Why? Because we think the logic of an eternal punishment for a finite sin and a finite human seems inconsistent — and we believe with many that humans simply cannot — in space and time — commit infinite sin and that finite sins against an infinite God are still not infinite sins.

Why? Because we cannot bear the thought of humans we love or know or speak with or have known or know about will spend Eternity in such graphic pain and misery. Those who love their neighbors, at least as much as themselves, cannot look with glee or triumphalism or joy and vindictiveness on Dark Places. We can imagine the horror and it terrifies.

Why? Because we know the grandeur of God’s embracing grace, we know the glory of that grace, and we wonder if maybe, somehow, God might even turn hell inside out and upside down — even though we do not understand it or comprehend how it might be just or know how it would be good. We are among those who fell the pull of God’s final grace — the way Paul feels its glorious pull in Romans 5.
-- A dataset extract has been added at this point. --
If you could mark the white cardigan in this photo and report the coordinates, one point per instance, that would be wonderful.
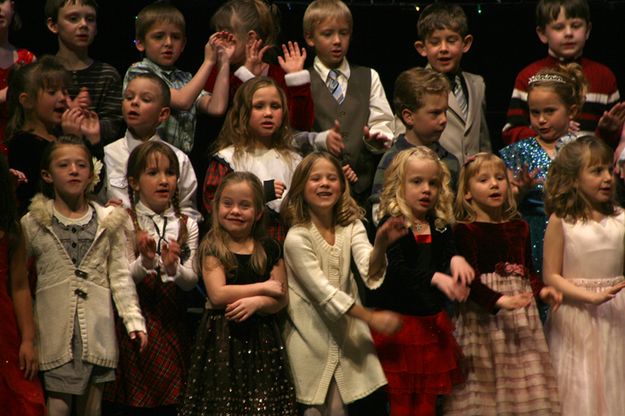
(322, 341)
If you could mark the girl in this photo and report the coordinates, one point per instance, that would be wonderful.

Why? Because we know the ground of reality is the perichoresis, God’s interpenetrating love and mutual indwelling of the Trinity in love — which has been a consistent theme from Gregory of Nyssa to Jonathan Edwards to Miroslav Volf, and we wonder if God’s Love might be able to turn human sinfulness into divine grace and glory. And we want that Love to hold our hearts in its embracing grace.

Why? Because we know that the Old Testament does not speak of hell, because we know that what many say about hell is rooted in passages that are about God’s historical judgments — in time, in space, on earth, judgments against his people’s unfaithfulness, and because we know that many people today think Jesus was speaking about 70 AD in Mark 13 (parallels) and that the parables attached to that chapter might be speaking of that in-time, in-space, in-history judgment against Jerusalem and because we know that we could be wrong about this interpretation too (but maybe not), and because there is not as much in the New Testament about hell as there is about historical judgment, and because the one book that seems to talk so much about it — Revelation — is front to back apocalyptic and metaphor and imagery and symbolism and we just wonder, if maybe even judgment imagery ought not to be taken too literally.

Why? Because we know that even when Jesus speaks about hell he uses graphic physical imagery and we know that human bodies can’t go on burning for ever and ever because they will be incinerated, and because we know that “fire” is an image and a metaphor quite often in the Bible for judgment and for purgation and maybe isn’t literal. And that therefore we wonder what it might be an image about — and we wonder and we hope and we do this because we believe in the Bible and hope that it might refer to something as simple as separation (as Lewis wrote in The Great Divorce).

Why? Because we believe God is Sovereign, and that it is his judgment (not ours), and that what he wants to do will be Goodness itself, Beauty itself, and it will always be consistent with his glorious person. We want what he wants.

Why? Because we might be wrong, and we’d like to be wrong because it pains us to hear our brothers and sisters talk the way they do about hell and final judgment as if it doesn’t matter and as if humans are dispensable and as if these brothers and sisters have got things so right and that they know they are on the right side — when the whole Bible points its fingers at attitudes like that.

These are some thoughts — and I am speaking for my own heart and the heart of others when I say these things, and I know what the Bible says and I believe what it says, but I’m with a lot of brothers and sisters who know that what it says is not that clear and that we ought to be more humble about it all and that we ought to spend our time loving our neighbors and not assigning who to where. I know what I think the Bible says but I hope that what I think is not what will happen — why? Because it is unbearable, friends, unbearable.